I just hope Judge Bellows gives a very harsh sentence to Rams Sr.. Greed and money got in the way of the importance of his son. Prince should have been first in his life not money and himself. I will be waiting for sentencing on June 22, please do not let there be any delays.
 
Man gets life without parole for killing son for insurance

A Virginia man convicted of murdering his 15-month-old-son to collect on life insurance was sentenced Tuesday to life in prison without parole.

Joaquin Rams of Manassas was convicted earlier this year in the 2012 death of his son Prince.

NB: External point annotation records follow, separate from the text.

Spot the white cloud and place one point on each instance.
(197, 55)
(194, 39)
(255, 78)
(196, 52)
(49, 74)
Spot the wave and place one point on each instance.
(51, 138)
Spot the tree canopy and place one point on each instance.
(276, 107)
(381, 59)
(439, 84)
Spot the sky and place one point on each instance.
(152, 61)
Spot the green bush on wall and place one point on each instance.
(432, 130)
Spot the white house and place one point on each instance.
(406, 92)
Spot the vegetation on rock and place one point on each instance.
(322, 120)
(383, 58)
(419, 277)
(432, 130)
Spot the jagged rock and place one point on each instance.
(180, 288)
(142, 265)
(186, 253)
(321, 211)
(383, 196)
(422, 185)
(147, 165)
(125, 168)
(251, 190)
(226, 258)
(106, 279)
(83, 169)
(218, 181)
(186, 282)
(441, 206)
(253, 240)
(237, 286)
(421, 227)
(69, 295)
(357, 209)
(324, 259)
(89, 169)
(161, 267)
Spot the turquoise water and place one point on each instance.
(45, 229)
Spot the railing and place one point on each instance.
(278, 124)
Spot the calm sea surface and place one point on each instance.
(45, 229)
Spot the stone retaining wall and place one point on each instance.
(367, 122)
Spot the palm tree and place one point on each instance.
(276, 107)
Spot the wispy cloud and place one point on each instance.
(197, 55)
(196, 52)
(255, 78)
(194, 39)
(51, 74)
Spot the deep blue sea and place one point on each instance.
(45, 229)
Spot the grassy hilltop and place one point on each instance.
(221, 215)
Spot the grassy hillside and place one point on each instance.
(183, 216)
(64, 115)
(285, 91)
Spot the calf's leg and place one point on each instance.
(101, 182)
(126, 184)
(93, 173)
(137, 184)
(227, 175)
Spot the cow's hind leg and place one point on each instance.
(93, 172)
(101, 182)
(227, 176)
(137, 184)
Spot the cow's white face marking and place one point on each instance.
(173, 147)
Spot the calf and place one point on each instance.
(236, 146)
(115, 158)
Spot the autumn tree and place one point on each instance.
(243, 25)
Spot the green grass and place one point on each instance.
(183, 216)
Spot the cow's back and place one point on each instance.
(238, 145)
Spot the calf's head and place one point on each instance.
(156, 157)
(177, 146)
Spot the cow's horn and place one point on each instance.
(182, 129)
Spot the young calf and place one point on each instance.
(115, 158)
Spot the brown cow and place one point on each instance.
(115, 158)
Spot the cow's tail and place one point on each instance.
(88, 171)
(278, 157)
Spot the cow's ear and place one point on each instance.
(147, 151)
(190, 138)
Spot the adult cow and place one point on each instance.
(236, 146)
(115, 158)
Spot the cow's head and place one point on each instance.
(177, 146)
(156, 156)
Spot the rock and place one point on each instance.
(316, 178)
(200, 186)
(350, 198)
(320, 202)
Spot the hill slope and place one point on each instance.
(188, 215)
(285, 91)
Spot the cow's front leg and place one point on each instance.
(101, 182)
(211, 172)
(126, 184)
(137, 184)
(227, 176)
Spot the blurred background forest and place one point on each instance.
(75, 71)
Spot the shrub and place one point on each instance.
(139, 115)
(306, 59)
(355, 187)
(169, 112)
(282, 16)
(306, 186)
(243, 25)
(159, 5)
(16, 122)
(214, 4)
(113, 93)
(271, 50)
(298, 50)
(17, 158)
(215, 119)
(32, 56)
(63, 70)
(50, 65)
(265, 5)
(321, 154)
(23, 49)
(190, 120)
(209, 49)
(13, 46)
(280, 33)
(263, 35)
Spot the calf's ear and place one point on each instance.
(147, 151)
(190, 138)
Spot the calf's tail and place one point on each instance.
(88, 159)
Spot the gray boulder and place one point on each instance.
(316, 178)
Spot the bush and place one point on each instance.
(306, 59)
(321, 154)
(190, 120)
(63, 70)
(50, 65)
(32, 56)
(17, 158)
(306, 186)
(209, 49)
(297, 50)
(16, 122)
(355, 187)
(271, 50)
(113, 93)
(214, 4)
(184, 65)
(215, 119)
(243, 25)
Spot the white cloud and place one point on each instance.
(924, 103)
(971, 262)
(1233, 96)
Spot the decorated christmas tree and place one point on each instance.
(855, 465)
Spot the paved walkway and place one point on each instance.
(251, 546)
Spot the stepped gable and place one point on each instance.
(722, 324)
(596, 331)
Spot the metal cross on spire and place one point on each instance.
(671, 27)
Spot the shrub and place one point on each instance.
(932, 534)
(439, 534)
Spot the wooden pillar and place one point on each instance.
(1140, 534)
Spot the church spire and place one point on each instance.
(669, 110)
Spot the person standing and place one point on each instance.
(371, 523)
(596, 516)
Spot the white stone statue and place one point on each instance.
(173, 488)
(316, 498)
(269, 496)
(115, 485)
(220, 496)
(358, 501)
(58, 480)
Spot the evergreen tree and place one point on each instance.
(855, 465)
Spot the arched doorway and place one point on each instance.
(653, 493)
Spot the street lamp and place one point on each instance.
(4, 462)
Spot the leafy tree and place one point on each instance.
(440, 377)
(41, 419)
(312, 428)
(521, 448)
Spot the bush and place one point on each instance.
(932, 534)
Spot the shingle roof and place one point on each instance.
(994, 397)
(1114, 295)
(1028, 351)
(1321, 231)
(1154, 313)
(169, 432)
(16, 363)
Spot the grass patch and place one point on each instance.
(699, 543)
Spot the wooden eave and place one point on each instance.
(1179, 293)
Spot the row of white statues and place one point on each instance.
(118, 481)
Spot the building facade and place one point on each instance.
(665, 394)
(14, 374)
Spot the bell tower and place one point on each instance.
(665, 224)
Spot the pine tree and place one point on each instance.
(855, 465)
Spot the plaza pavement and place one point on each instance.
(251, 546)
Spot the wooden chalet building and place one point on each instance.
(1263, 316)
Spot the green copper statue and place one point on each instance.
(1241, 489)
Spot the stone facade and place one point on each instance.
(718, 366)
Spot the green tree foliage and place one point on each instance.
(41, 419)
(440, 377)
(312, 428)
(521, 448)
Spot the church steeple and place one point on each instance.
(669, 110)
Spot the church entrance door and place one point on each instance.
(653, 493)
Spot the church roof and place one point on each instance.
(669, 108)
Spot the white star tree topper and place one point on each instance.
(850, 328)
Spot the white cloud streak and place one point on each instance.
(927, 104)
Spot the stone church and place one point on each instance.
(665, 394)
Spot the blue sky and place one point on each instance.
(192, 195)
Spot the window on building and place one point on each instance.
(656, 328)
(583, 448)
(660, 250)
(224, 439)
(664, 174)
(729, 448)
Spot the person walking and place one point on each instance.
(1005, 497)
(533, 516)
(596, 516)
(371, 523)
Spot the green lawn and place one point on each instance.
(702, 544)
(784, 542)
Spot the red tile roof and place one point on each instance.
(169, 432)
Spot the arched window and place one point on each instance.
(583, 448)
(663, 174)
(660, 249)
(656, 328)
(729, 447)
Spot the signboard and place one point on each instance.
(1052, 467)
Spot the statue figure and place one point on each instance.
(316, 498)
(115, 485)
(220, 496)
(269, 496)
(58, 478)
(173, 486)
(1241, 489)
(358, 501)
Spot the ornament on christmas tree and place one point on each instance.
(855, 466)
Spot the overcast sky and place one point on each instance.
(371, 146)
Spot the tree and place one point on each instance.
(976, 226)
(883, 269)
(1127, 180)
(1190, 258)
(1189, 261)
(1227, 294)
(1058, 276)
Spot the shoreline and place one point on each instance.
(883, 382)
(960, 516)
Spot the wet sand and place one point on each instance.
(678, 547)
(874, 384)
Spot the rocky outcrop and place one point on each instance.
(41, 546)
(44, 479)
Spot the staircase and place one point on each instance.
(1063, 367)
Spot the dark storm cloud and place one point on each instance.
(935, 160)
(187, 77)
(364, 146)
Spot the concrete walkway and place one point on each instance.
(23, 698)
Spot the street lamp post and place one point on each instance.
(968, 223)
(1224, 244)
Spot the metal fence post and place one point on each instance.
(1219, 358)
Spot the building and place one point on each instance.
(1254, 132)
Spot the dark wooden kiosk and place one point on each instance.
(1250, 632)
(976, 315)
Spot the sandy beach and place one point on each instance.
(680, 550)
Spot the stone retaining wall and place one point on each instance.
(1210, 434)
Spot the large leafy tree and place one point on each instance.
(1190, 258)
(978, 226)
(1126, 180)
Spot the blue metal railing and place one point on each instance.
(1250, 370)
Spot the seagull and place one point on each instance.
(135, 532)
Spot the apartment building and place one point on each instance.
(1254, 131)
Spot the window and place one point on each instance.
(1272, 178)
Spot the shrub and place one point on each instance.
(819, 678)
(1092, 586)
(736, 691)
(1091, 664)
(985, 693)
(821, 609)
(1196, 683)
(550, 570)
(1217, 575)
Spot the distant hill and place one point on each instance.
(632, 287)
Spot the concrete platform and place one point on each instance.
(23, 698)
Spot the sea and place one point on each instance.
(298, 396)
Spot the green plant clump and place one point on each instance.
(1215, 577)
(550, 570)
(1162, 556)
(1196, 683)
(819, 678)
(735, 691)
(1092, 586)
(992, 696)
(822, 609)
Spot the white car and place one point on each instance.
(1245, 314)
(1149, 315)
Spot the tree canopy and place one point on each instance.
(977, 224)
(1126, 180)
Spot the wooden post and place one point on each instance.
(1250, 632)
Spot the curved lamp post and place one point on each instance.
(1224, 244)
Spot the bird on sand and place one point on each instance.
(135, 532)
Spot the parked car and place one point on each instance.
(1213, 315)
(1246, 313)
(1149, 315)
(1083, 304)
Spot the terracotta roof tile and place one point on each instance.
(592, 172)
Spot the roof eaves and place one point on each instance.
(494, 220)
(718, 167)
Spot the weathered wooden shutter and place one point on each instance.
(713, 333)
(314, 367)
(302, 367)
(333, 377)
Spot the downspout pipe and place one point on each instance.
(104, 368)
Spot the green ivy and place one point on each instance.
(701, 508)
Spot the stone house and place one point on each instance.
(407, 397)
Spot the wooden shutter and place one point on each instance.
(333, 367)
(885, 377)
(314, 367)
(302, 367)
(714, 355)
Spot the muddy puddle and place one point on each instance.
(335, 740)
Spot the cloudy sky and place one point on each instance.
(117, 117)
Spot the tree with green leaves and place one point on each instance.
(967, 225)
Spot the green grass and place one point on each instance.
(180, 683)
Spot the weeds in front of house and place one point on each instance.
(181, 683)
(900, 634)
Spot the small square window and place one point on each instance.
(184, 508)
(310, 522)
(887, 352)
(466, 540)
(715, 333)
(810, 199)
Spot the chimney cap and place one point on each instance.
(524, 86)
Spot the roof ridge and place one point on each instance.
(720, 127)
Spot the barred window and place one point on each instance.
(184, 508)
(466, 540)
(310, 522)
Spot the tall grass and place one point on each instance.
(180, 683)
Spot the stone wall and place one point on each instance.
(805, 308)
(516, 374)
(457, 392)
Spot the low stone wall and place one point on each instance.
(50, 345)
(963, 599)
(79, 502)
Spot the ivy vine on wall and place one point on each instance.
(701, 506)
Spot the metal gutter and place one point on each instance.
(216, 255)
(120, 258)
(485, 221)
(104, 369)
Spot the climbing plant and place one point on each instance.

Prince's mother, Hera McLeod, said she can't help but think of Prince's death.

"I know it was painful. I know he was scared. I have to live with the fact that I was unable to protect him from this monster."

She then turned directly to Rams, who looked away, twitched and sighed as McLeod called him "a pathetic excuse for a human."

https://www.washingtonpost.com/national/man-gets-life-without-parole-for-killing-son-for-insurance/2017/08/01/8eff8180-76e2-11e7-8c17-533c52b2f014_story.html?utm_term=.84f45ae539a0

Prosecutors also believe Rams is responsible for the deaths of his ex-girlfriend, Shawn Mason, and his mother, Alma Collins..... It is unclear whether Rams will ever face charges in those two deaths.

Shawn Mason’s mother, Sheryl Mason, said after Tuesday’s hearing that she is satisfied with the life sentence and is no longer pushing for a separate trial in Shawn Mason’s death.

“I know who is responsible for Shawn’s death,” she said after the hearing. “For me, this is justice for Shawn as well.”
 
In many countries, although you can take out an insurance policy on your child, you cannot get a payout on the death of the child, so people don't do it. They take out an endowment policy that the child can cash in upon reaching their majority or convert to a whole of life policy.